Frequently Asked Questions (FAQ)

Why should our mappings be FAIR and carefully standardised?

Mappings are frequently created on an ad-hoc basis, using simple two-column spreadsheets where the first column corresponds to the subject of the mapping, and the second column to the object of the mapping. This is insufficient for a variety of reasons:

non-transparent precision: While the assumption is that the subject "sort of mostly exactly" maps to the object, in practice this is rarely the case. Matches can exact, where the subject corresponds 100% to the object, broad, where the object is broader than the subject, and others. Qualifiers like exact, broad, narrow, related and close qualify the precision of the mapping (not to be mistaken for fuzziness of confidence). Without knowing the precision, we cannot accurately transform our data, nor can we use the mappings to "walk", i.e. move from one mapping to another, see SSSOM 5-Star recommendation for mappings
non-transparent incompleteness: We don't know when the mapping was created, on the basis of what version of the terminological source of the subject or object. As time passes, we also lose confidence whether there would now be more suitable mappings, or whether there are new terms that are now fully covered by the mappings.
non-transparent confidence: whether a tool or a human propose the mapping, there is always a bit of a risk the mapping call may be wrong. As consumers of the mappings we need to know how confident the mapping authors were (confidence score), and why they confident (curation rules, mapping justification).

Currently, mappings are created by a variety of systems, manually curated and automatic, and we need a way to efficiently collect and combine them. Mapping sets and mappings with quality provenance metadata allow us to trace faulty mappings to the source and correct them in a way that all users of the mapping set will profit from it.

Is there a central repository of SSSOM files?

The idea of a mapping commons is to provide mappings in a decentralised fashion akin to OBO ontologies. A mapping commons collects mappings relevant to a particular community, either by reference (i.e. pulling in mapping sets already published elsewhere), or directly maintained at the mapping commons (example). Their integration as part of a repository (mapping server) would look like EBI's Ontology X-ref Browser or BioPortal, but the exact scope of these repositories is use case dependent - EBI may chose to show cross references from and to ontologies loaded into OLS, while BioPortal chooses to show a different set of mappings. The plan is to update EBI's OxO to support the full SSSOM data model, drawing curated mappings from a variety of mapping commons, by Summer 2022 - but its unlikely that one central place will index all available mappings.

Who is responsible for the conversion into SSSOM - the primary developers of an artefact, or a mapping commons?

Like with everything on the web, the closer to the source the SSSOM mappings are curated, the better. Ideally, mappings are maintained as part of ontology release pipelines or by primary mapping creators, rather than derived from a secondary source such as a database, further downstream. The reason for this is that ideally, we would want mappings to be reviewable and editable in much the same way as open ontologies, offering issue trackers and an active community incorporating changes.

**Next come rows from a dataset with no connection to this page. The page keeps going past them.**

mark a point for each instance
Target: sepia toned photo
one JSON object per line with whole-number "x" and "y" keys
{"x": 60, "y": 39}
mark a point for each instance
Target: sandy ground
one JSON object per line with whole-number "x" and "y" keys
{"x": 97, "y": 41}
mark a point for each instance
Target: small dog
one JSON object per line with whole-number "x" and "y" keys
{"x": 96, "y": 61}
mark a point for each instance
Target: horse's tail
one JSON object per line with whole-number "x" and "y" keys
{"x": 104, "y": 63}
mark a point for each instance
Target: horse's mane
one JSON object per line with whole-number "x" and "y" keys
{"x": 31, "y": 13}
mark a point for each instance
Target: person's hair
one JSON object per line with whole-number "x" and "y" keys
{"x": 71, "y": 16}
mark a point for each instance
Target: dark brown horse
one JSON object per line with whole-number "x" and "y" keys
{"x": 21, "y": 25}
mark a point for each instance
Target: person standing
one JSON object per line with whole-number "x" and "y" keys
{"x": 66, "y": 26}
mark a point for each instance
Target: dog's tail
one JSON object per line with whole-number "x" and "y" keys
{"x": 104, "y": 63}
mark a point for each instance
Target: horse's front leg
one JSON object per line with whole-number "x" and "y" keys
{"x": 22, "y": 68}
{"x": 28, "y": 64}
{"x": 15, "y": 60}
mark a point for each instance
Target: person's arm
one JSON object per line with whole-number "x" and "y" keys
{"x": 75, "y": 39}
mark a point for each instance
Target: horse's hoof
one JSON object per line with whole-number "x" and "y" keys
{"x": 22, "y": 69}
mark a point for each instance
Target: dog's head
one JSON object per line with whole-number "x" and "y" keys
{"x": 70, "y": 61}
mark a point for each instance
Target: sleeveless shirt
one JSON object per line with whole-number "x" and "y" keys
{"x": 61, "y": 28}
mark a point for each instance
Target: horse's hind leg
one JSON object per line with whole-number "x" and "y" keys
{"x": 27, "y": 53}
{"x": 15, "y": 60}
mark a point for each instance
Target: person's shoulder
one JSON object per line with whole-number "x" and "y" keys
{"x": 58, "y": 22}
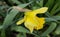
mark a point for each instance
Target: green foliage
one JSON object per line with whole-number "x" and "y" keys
{"x": 10, "y": 16}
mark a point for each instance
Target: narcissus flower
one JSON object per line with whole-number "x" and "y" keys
{"x": 31, "y": 21}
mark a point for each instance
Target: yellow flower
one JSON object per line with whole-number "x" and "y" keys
{"x": 31, "y": 21}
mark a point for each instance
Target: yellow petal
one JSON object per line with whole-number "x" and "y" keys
{"x": 20, "y": 21}
{"x": 40, "y": 25}
{"x": 41, "y": 10}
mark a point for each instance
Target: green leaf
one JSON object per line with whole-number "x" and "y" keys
{"x": 9, "y": 18}
{"x": 50, "y": 20}
{"x": 50, "y": 29}
{"x": 24, "y": 5}
{"x": 3, "y": 33}
{"x": 56, "y": 17}
{"x": 57, "y": 31}
{"x": 21, "y": 35}
{"x": 50, "y": 3}
{"x": 20, "y": 29}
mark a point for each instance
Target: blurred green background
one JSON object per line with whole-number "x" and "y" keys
{"x": 9, "y": 17}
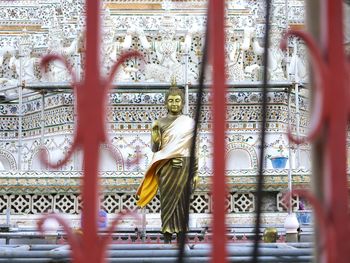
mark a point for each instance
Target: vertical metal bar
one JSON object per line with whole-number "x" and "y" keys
{"x": 20, "y": 106}
{"x": 297, "y": 122}
{"x": 92, "y": 101}
{"x": 260, "y": 183}
{"x": 290, "y": 179}
{"x": 217, "y": 57}
{"x": 42, "y": 120}
{"x": 335, "y": 184}
{"x": 313, "y": 26}
{"x": 186, "y": 83}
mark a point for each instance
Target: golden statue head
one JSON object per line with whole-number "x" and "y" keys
{"x": 174, "y": 100}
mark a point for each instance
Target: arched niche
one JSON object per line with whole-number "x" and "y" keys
{"x": 7, "y": 161}
{"x": 111, "y": 159}
{"x": 35, "y": 162}
{"x": 305, "y": 159}
{"x": 240, "y": 156}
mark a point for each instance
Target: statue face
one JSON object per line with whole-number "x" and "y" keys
{"x": 174, "y": 104}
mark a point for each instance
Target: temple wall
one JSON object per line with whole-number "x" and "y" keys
{"x": 171, "y": 37}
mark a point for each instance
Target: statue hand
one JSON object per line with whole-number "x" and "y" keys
{"x": 195, "y": 182}
{"x": 155, "y": 132}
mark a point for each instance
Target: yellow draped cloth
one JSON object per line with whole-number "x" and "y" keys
{"x": 176, "y": 142}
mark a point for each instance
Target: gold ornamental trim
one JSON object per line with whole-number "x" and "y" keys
{"x": 133, "y": 6}
{"x": 18, "y": 29}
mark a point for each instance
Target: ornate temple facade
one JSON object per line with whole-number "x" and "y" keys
{"x": 37, "y": 109}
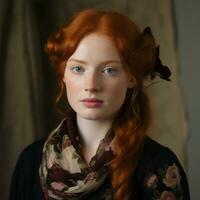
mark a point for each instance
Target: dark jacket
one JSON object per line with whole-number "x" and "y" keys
{"x": 156, "y": 175}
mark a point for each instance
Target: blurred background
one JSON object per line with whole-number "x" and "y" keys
{"x": 28, "y": 83}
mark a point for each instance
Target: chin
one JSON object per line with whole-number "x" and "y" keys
{"x": 92, "y": 115}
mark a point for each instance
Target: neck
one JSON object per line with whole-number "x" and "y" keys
{"x": 92, "y": 131}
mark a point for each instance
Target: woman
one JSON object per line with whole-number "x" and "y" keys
{"x": 100, "y": 150}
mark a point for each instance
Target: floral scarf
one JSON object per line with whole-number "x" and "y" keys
{"x": 63, "y": 172}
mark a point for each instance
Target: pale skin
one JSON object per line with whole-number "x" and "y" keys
{"x": 95, "y": 70}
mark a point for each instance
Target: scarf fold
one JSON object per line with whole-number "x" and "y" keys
{"x": 64, "y": 174}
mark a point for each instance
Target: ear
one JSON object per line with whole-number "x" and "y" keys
{"x": 131, "y": 82}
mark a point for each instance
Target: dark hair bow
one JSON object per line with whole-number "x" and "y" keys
{"x": 164, "y": 71}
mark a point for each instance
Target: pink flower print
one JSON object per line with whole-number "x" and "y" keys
{"x": 66, "y": 143}
{"x": 167, "y": 195}
{"x": 90, "y": 176}
{"x": 172, "y": 176}
{"x": 151, "y": 181}
{"x": 58, "y": 186}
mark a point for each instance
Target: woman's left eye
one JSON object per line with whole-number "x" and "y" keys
{"x": 77, "y": 69}
{"x": 109, "y": 70}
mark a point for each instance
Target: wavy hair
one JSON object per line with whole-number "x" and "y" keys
{"x": 137, "y": 53}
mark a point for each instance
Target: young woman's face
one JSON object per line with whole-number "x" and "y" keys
{"x": 96, "y": 82}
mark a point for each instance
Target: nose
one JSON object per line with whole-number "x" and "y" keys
{"x": 92, "y": 82}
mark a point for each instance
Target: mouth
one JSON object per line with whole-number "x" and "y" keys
{"x": 92, "y": 102}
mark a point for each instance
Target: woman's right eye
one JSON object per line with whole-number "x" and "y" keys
{"x": 77, "y": 69}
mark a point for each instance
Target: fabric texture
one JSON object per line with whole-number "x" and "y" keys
{"x": 63, "y": 172}
{"x": 158, "y": 175}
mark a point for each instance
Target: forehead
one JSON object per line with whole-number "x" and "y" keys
{"x": 96, "y": 47}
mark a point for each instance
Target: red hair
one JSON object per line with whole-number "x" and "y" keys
{"x": 137, "y": 52}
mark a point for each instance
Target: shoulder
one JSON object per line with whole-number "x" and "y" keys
{"x": 32, "y": 152}
{"x": 162, "y": 174}
{"x": 29, "y": 160}
{"x": 153, "y": 150}
{"x": 25, "y": 178}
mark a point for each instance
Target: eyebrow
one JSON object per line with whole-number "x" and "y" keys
{"x": 104, "y": 62}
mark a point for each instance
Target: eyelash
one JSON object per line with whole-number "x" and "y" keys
{"x": 106, "y": 68}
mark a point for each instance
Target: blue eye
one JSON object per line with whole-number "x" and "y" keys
{"x": 110, "y": 70}
{"x": 77, "y": 69}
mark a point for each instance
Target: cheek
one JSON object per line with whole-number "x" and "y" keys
{"x": 72, "y": 88}
{"x": 118, "y": 92}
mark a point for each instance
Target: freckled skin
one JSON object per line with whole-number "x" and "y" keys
{"x": 94, "y": 79}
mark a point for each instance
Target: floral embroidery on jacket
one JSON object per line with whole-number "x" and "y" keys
{"x": 165, "y": 184}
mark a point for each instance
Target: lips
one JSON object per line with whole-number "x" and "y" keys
{"x": 92, "y": 102}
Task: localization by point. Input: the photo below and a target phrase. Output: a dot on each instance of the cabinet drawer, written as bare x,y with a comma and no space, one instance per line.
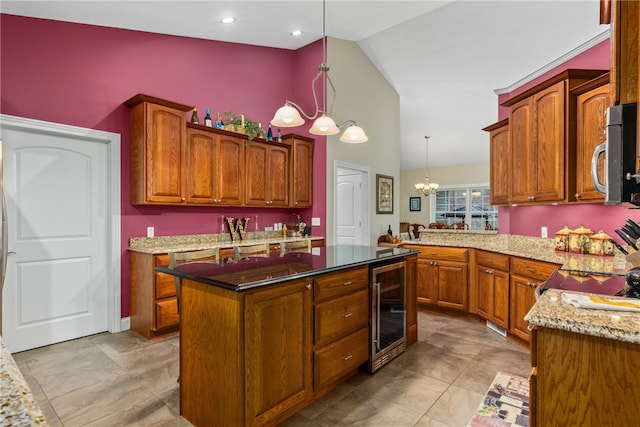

That said, it is unlikely that all existing mappings will be maintained by the source directly. For example, we expect to maintain the SSSOM mappings derived from the vast majority of OBO ontology xrefs as a downstream task (example).

How dependent are we on the sssom-py toolkit?

SSSOM follows the core design principle that mapping tables should be (a) self-contained, i.e. including its prefix maps similar to a turtle file, and (b) readable by normal data science toolkits. An SSSOM table can be read with pandas using the comment='#' parameter (with one caveat, which is that # must be used as a character solely to denote comments), or a very simply combination of a yaml reader and pandas.

The SSSOM toolkit however offers some extra functionality, like export to JSON-LD, or RDF or import from other frequently used format.

Is the concept of a "mapping server" equivalent, complementary, or antagonistic to the existing ontology repositories?

A (SSSOM) mapping server is a repository for mappings that enables the browsing of existing mappings, exposing all (or some relevant subset of) SSSOM metadata as search facets. In that sense, it should be considered complementary, as it enables the search for accurate mappings from a specific term or set of terms, something that goes beyond what most ontologies would offer. However, the concept of ontology mappings can be perceived as antagonistic to Open Ontology principles, as its goal is not the logical integration of knowledge, but the association or linking of terms across controlled semantic spaces. The OBO vision involves the building of a coherent, non-redundant semantic space of logically interconnected ontologies, which in particular wants to avoid the introduction of overlapping concepts. The mapping world specifically embraces heterogeneous semantic spaces and overlapping concepts, and seeks to bridge the semantic gaps using well-defined mapping relations such as "skos:broadMatch" or "owl:equivalentClass".